Vanilla-flavored Markdown, licensed as MIT and whose author has commented on STMD [1], contains a fully-defined specification [2] in the form of a state machine parser that may be exactly what implementors are looking for aside from grammar examples.
This project has not yet been brought up on the forums, so I thought I would suggest the idea of collaboration in a new topic. I'm not affiliated with the project.
[1] https://news.ycombinator.com/item?id=8267039
[2] http://www.vfmd.org/vfmd-spec/specification/
maradydd — 2014-09-04T15:37:27-04:00 — #2
Don't get me wrong, I love state machines, but holy crap those regexps make me want to put my eyes out.
Has anyone even tried writing a context-free-grammar version of a markdown spec? I'm starting to get the impression that the answer is no.

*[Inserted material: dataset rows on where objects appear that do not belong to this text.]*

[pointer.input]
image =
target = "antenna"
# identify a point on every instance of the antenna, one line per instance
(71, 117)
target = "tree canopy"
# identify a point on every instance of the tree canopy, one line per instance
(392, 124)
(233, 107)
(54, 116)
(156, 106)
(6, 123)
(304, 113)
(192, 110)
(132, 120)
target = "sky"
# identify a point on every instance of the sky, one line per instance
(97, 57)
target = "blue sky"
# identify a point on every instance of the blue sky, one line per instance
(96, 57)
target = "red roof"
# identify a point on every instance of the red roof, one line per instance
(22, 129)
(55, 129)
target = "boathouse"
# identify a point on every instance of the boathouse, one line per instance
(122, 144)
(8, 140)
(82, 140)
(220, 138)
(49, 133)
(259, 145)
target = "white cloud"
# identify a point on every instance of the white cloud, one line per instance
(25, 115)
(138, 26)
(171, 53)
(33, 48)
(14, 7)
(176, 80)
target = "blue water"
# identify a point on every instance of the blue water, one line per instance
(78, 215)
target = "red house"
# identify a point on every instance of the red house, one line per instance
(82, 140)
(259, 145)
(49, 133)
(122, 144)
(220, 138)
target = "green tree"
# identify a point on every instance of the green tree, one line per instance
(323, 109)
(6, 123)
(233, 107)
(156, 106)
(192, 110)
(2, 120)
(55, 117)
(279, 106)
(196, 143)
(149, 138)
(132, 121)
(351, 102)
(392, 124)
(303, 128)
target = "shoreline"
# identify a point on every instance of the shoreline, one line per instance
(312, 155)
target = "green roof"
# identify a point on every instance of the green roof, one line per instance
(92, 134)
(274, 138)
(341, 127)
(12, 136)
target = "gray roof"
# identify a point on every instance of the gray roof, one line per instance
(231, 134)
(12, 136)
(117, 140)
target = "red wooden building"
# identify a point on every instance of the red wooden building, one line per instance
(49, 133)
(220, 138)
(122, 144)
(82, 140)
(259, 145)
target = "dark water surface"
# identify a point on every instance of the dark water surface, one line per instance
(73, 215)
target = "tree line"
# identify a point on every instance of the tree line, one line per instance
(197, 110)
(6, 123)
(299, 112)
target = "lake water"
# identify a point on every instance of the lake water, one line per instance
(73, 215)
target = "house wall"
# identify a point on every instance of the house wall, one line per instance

riking — 2014-09-04T16:26:14-04:00 — #3
I'm guessing that the answer is "Yes, they failed."
Markdown is not context-free, it has several constructs that are clearly context-sensitive, then you have lists which introduce recursion, and hello! You have arrived at level 0 of the Chomsky hierarchy.
maradydd — 2014-09-04T16:33:59-04:00 — #4
Fine, then a context-sensitive formalism it is. But even context-free grammars can recurse on existing elements, including in lists; it is no problem at all, for instance, to have rules like
foo ::= bar* baz qux
bar ::= '[' foo ']'
That form of recursion is what distinguishes the context-free languages from the regular languages.
I'm working on an ABNF spec (per RFC 5234) in my Copious Free Time and am aiming to have that done by the weekend.